Unencrypted NCIX Servers Sold on Craigslist, Complete with Customer Data

Servers that once belonged to now-defunct Canadian PC hardware retailer NCIX containing millions of unencrypted confidential records of employees, customers, and business partners turned up on Craigslist without being wiped.

Travis Doering of Privacy Fly details his experience inquiring about NCIX’s servers that were purchased at one of the company’s auctions earlier this year, then posted for sale on the online classifieds website Craigslist.

According to Doering, during correspondence with the seller, he learned that the data on the three NCIX servers — which were listed at a cost of $1,500 CAD each — had not been wiped of their data.

The servers — which date back to 2007 — were completely unencrypted and contained information like personal data such as credentials, invoices, photographs of customers IDs, bills, customer names, addresses, email addresses, phone numbers, IP addresses, and unsalted MD5 hashed passwords, just to name a few:

The nciwww database contained a thousand records from affiliates listing plain text passwords, addresses, names, and some financial data. In another table of information, I found customer service inquiries including messages and contact information. There were also three hundred eighty-five thousand names, serial numbers with dates of purchase, addresses, company names, email addresses, phone numbers, IP addresses and unsalted MD5 hashed passwords. The database also contained full credit card payment details in plain text for two hundred and fifty-eight thousand users between various tables.

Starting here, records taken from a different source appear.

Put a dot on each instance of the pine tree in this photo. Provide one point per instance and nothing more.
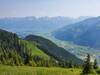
(87, 67)
(95, 65)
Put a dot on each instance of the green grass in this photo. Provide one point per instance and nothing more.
(26, 70)
(35, 50)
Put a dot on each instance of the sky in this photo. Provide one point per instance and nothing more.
(70, 8)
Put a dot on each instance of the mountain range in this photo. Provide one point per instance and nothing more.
(33, 25)
(33, 50)
(84, 33)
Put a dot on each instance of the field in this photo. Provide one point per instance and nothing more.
(25, 70)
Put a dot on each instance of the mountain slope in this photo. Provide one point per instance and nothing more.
(85, 33)
(31, 25)
(52, 49)
(15, 51)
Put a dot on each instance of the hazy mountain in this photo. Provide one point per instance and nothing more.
(32, 25)
(86, 33)
(16, 51)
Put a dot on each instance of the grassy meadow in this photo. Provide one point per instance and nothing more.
(26, 70)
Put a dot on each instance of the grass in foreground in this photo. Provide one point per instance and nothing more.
(26, 70)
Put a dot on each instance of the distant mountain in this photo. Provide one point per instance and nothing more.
(32, 25)
(15, 51)
(38, 52)
(86, 33)
(52, 49)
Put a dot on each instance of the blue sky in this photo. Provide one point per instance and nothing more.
(71, 8)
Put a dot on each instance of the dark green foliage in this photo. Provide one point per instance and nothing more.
(37, 51)
(87, 67)
(52, 49)
(95, 65)
(14, 51)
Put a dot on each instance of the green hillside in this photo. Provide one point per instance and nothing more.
(15, 51)
(52, 49)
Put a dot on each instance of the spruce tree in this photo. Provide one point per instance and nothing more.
(87, 67)
(95, 65)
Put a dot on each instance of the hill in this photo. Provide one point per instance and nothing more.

After several meetings with the seller, Doering learned that he had access to more NCIX servers and workstations that he had not initially advertised on Craigslist.

“In addition, there were also the 109 hard drives which had been removed from servers before auction and one large pallet of 400-500 used hard drives from various manufacturers,” writes Doering. “I remember the feeling of dread as it came over me when I imagined what could have been exposed in those 500 desktops previously sold unencrypted and unwiped via Able Auctions.”

According to the report, the seller claimed to have access to the hardware after NCIX failed to pay a $150,000 CAD bill for warehouse storage space after it filed for bankruptcy and closed its stores’ doors. None of this information was able to be confirmed.